Su madre escribe al final del relato de esta historia: “Nosotros seguimos adelante. Vivimos al día, bendiciendo cada mañana por lo que ese día tenemos a nuestro alcance. Como dice el dr. Castorina, 'miramos nuestros pies y damos un paso después de otro'. El mañana no nos pertenece, tenemos que arrancar el miedo al mañana”.
Dios acompaña a la familia de Sabrina, Carlos, Priscila, Viviana y Jonás. Los acompaña también gracias a tantos médicos y amigos que creen en Dios y que protegen cada vida, que dicen no a abortos fáciles, que aceptan con amor las cruces y dolores de cada día.
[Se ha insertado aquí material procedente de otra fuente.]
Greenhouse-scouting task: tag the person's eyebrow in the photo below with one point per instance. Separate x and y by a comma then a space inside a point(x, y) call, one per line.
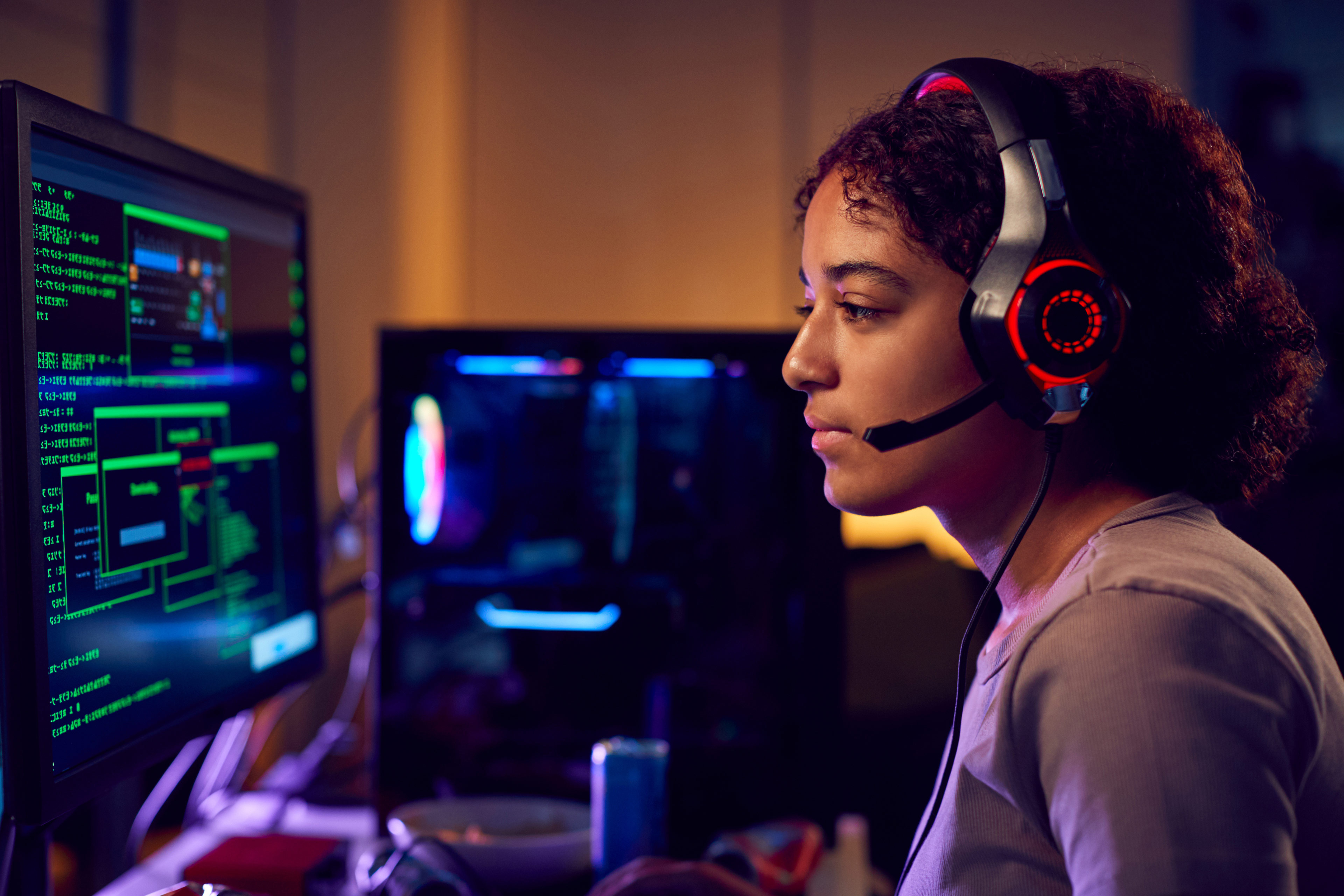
point(872, 272)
Sabrina termina su relato con estas frases: “Mis hijas rezan espontáneamente por los niños que están en los hospitales: ellos saben que la vida no es sólo Barbie y Cicciobello. Pero saben también que en cada historia está presente Dios, que no nos deja, que sigue amando a sus hijos, que da fuerzas. Solamente hace falta pedirlas. Nuestra historia es una prueba de ello”.
(Este artículo resume el relato de Sabrina Pietrangeli Paluzzi, publicado en el libro del dr. Giuseppe Noia, Il figlio terminale. Risposte di amore straordinario all'ordinaria eutanasia prenatale, Nova Millennium Romae, Roma 2007, pp. 159-185).